Sunday, November 30, 2008

Socrates Gone Mad

Yesterday a chap at the office wrote, "I have a 1905 leather spine edition of The Return of Sherlock Holmes, printed in Leipzig, but in English. It belonged to my grandfather. That was the edition I read when I was 15. Back then I used to watch the Rathbone movies on UHF at midnight on Friday nights in Boston. Life before cable!" Lovely family heirloom.

I have the entire collection of Holmes stories -- it was something I received from my parents before I left for college. The set is two hard-back books with annotations, editor's notes, and commentary on likely dates and locations. For my part I wouldn't have minded a bit of
Knox-type scholarship in the mix, but that's a minor complaint.

"Hound of the Baskervilles" is arguably the most famous case; with its mysteriousness, hints of the supernatural, and long absence of the famous sleuth, it is also clearly the least typical of all the stories. I assigned "Hound of the Baskervilles" to a young fellow I was tutoring in Literature, and he ate it up: he took my books and read the entire Holmes canon. Score one mark in the Spreading Culture column.

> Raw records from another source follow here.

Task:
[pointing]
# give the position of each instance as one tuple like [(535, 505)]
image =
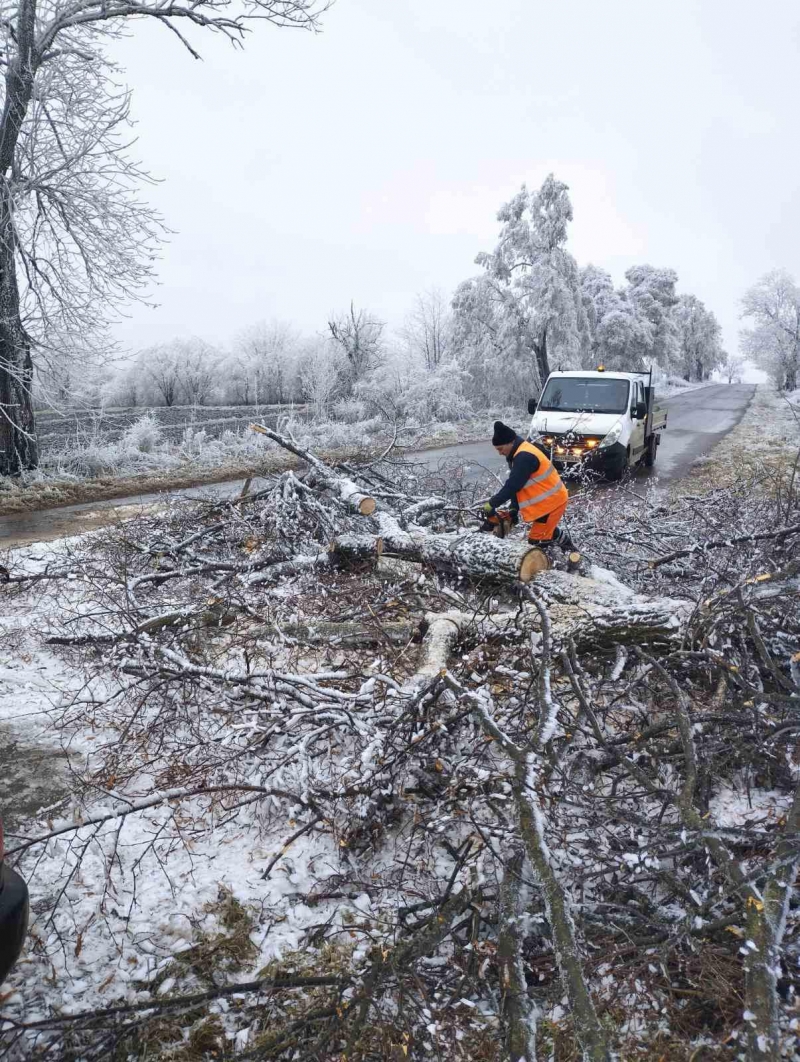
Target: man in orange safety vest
[(533, 490)]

Doyle said that "The Speckled Band" was his personal favorite Holmes short story. I don't know if anyone ever pointed out to him that snakes are deaf, so a snake that comes at the call of a whistle would be tough to manage. There's also the problem of the adder hailing from India -- but maybe it was just passing through?

I'm partial to the novels myself -- "The Sign of the Four" takes top billing in my view, followed by "A Study in Scarlet" (Holmes "the mere calculating machine," as Doyle later wrote). Maybe I'm a sucker for flashbacks?

1 comment:

Anonymous said...

Thanks for a great essay, Sean. I love Sherlock Holmes and have the entire collection of stories in one huge leatherbound book. My favorite is "Study in Scarlet" followed closely by "The Hound of the Baskervilles." Have you read any of Sir Arthur Conan Doyle's other works? Some of them are very creepy and smack of the occult, such as "Parasite." I have many of his works.